Surprisingly, both tests showed the same power irrespective of the scenario or the design considered. Indeed, even if LRT is based on the fitting of two models to get the two likelihoods, it did not show greater power than a simple CT based on EBEs, even with high shrinkage. As a conclusion, because of its faster execution, we think that the CT should be used in a first screening of the relevant covariates, and then the selected covariates can be tested in a stepwise procedure to build the full covariate model using the LRT.

Savic and Karlsson¹¹ highlighted a possible issue when using the CT to screen covariates when there is high shrinkage in the EBEs and recommended a test that does not rely on EBEs. Our study shows that such a test, the LRT for instance, does not behave differently from the CT, whatever the shrinkage. Indeed, the loss of power associated with high shrinkage in CT has the same influence in the LRT and is linked with less information in the design. It also showed that the size of the covariate effect is the main factor linked to any covariate detection issue. Bertrand et al.¹² showed a similar link between power and covariate effect. To a lesser extent, the information in the design also has an impact on the power, which decreases when the number of sampling times per subject decreases. Furthermore, when comparing the two designs with the same number of samples, power was found to be greater for 500 subjects (D2) than for 200 (D5), though the latter has lower shrinkage (Table 1, with β = 1, with WT effect on V). This decrease in power for 200 subjects can be explained by the very challenging conditions we used to simulate the covariate effect (rather small variance of WT and rather small covariate effect). These results are in accordance with the loss of power associated with decreased number of subjects reported by Liu et al.¹³ and Bertrand et al.¹⁴ Nevertheless, even if the LRT was not significant, the covariate effect, β, was always correctly estimated.

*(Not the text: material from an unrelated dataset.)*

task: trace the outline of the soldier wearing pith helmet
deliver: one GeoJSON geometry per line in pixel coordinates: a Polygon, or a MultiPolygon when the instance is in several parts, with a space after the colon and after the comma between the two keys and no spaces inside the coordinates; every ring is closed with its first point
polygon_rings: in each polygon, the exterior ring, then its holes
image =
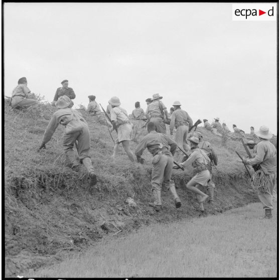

Considering the induction of correlation due to high shrinkage, a slight inflation of type 1 error in scenario 2 was found. This inflation could be explained by the EBE correlation between V and CL. The influence of design on EBE correlation should be investigated in future work. Further work is also needed to explore the influence of design on a full covariate modeling process, with several covariates influencing the parameters.

This simulation study also confirms the good prediction of shrinkage using the Bayesian Fisher information matrix, as already shown in ref. 9, when planning clinical studies. This could be helpful in the design of population studies wherein individual estimation of individual parameters with small shrinkage is needed.

As expected, our investigations showed that the SAEM algorithm reliably and accurately estimates population parameters, even for sparse designs. FOCEI gave surprisingly biased results for such a simple model even with rather informative designs. This bias could be explained by the rather large residual error used in our simulations, inducing bias in the linearization during FOCEI.¹⁵ This result is not unusual considering previous comparisons of FOCEI and SAEM for continuous data. Girard and Mentré reported that methods without likelihood approximations, such as SAEM (using a version that later became MONOLIX (MOdèles NOn LInéaires à effets miXtes)) perform better than first order or FOCEI.¹⁶ Using a previous version of NONMEM (5 and 6β), Dartois et al.¹⁷ reported very good estimation of parameters despite some discrepancies in residual error estimates and recommended the use of exact methods such as SAEM instead of FOCEI. At the time of these two studies, SAEM was not implemented in NONMEM. In addition, Ueckert et al.¹⁸ and Johannson et al.¹⁹ showed the same loss of “robustness” and “precision” of FOCEI compared with SAEM, for continuous data, especially when mu-modeling is used for SAEM in NONMEM 7. Finally, Plan et al.² compared various algorithms using NONMEM, Statistical Analysis System, MONOLIX, and R and found that FOCEI was in some cases more biased than SAEM, especially for sparse designs, along with issues related to the convergence of the algorithm.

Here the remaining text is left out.